Caprice and Rondo - Dorothy Dunnett [44]
‘Do you apologise?’ Nicholas said.
‘Yes!’ Benecke howled.
‘You never touched Katelijne Sersanders, and you will deny it if anyone says that you did?’
‘Yes!’
‘And you understand that you will do everything in your power to make this man happy, and Anselm Adorne happy, and help the embassy obtain what it wants, or he’ll tell the world what you’ve done, and you’ll hang?’
‘I understand,’ said Paúel Benecke sullenly. Blood had burst through one of his bandages.
Nicholas looked up at Robin. ‘Well?’
Robin said baldly, ‘I am satisfied. We don’t tell Adorne, or anyone else.’ He paused. ‘What are you going to do?’
‘What we were doing,’ Nicholas said.

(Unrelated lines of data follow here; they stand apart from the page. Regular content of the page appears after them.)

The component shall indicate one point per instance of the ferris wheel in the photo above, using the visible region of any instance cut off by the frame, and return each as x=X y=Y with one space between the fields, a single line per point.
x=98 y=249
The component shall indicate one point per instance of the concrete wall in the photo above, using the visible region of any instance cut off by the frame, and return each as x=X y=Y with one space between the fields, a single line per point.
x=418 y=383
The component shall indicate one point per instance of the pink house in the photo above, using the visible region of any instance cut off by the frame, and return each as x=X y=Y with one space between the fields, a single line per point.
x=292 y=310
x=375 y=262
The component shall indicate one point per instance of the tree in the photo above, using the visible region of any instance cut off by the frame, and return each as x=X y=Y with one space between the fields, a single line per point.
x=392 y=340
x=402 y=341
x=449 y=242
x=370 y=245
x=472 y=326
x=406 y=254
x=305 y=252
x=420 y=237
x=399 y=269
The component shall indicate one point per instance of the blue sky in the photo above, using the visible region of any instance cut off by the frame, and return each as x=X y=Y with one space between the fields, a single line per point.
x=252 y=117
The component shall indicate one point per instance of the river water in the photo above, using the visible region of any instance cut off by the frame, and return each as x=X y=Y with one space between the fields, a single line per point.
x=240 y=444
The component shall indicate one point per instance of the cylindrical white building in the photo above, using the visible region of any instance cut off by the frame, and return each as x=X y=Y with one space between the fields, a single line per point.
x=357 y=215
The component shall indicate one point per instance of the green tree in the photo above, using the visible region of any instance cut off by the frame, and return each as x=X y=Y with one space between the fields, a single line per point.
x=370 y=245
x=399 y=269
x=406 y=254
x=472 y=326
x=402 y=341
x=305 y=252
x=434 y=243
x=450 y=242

He had reseated himself, with difficulty, in the chair with a back. ‘Taking the raft down to Danzig.’ Benecke, lurching to his feet, had gone to pour himself wine.

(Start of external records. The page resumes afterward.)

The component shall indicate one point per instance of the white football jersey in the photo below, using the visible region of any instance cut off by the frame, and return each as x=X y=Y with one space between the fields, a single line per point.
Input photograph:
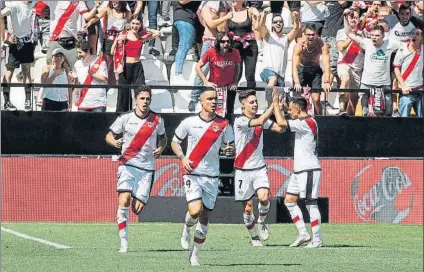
x=249 y=144
x=138 y=151
x=305 y=145
x=95 y=97
x=205 y=139
x=411 y=65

Robin said, ‘Together?’ Then after a moment, ‘Then we shall meet.’
‘I don’t think so,’ Nicholas said. ‘You’re going to collect the rest of your embassy and get on your travels at last. To Thorn and the Black Sea and Tabriz in Persia. You are going on?’
‘I don’t know. Perhaps. But Adorne couldn’t leave. They wouldn’t let him move until they’d reached an agreement.’
‘They’ll let him move now,’ Nicholas said. ‘You’ll be out of Danzig before I get there.’
‘And after that?’ Robin said. He felt cold.
‘After that, you go south, and we stay and start our new season’s sailing,’ Benecke said. He turned round, his black bristles dripping, waving the flask. When Nicholas nodded, he filled up two tumblers.
‘Together?’
‘Why not together?’ said Benecke, astonished. ‘Don’t you think we get on well together? He can’t quite kill me; and so far, I can’t quite kill him. You don’t need a Bank to be rich.’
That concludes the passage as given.